Wondering if your tyres are still in good condition? Find out how to check the tread depth to make sure you’re within the legal limit. It's easy and quick to do, not to mention important, since a bald tyre puts you at risk of both an accident and a hefty fine.
There are several easy ways to check the tyre tread. First of all, park your vehicle on a flat surface and turn your wheels 45 degrees to the right or to the left to gain easy access to your front wheels. We show you three ways to check the tread wear of each tyre:
Tyre Wear indicator
All tyres come with a tread wear indicator: this is a 1.6mm thick rubber bar embedded at the bottom of the tyre’s main grooves. When the tread wears down to the level of this indicator, this means that the tyre has reached the legal minimum tread depth and needs to be replaced. This check is quick and easy to do, and ensures that if your tyres are close to the legal limit, it’s you who notices it first, and not a police officer!
To help you locate the position of the tread wear indicator on your tyre, a small mark is stamped on the tyre’s sidewall. It may be the initials TWI (Tread Wear Indicator), the brand logo or a triangle.
Certain brands, such as Continental, also insert intermediate tread wear indicators: when they disappear, this indicates that the tyre no longer offers optimum performance on wet roads. For winter tyres, tread wear indicators show when the tread depth reaches 4mm.
Finally, other brands such as Nokian use a numerical tread wear indicator for their winter tyres: numbers on the tyre indicate the tread depth, disappearing as the tyre wears down.
Tread depth gauge
To get a more precise idea of tyre wear, pick up this inexpensive tool from your nearest auto centre.

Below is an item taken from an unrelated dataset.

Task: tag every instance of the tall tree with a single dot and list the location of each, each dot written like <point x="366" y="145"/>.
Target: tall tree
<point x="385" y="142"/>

A tread depth gauge is more precise than a tread wear indicator and allows you to accurately measure the exact tread depth of your tyres at any point on their surface, which is particularly important as tyres do not wear evenly.
20p tyre test
If you have yet to buy a tread depth gauge, an approximate measurement can be taken by placing a 20p coin into the grooves on your tyre: if the outer rim of the inserted 20p coin edge is visible, then your tread depth might be below the legal limit and you should get your tyres checked by a professional. However, measuring tyre tread depth with 20p is less accurate than using a depth gauge.
Finally, if you should ever find yourself needing to check your winter tyre tread on the continent, you can use a 2 euro coin. If the sliver outer edge is visible above the groove, then the tyre is worn.
Why is tyre tread depth important?
Tyres are the only contact between your vehicle and the road. The tyre tread forms small grooves and ridges which run along the rubber surface of a tyre. They shape the tread pattern of the tyre. That is why the quality of the compound and tread depth are important with both directly impacting your tyres’ ability to grip the road.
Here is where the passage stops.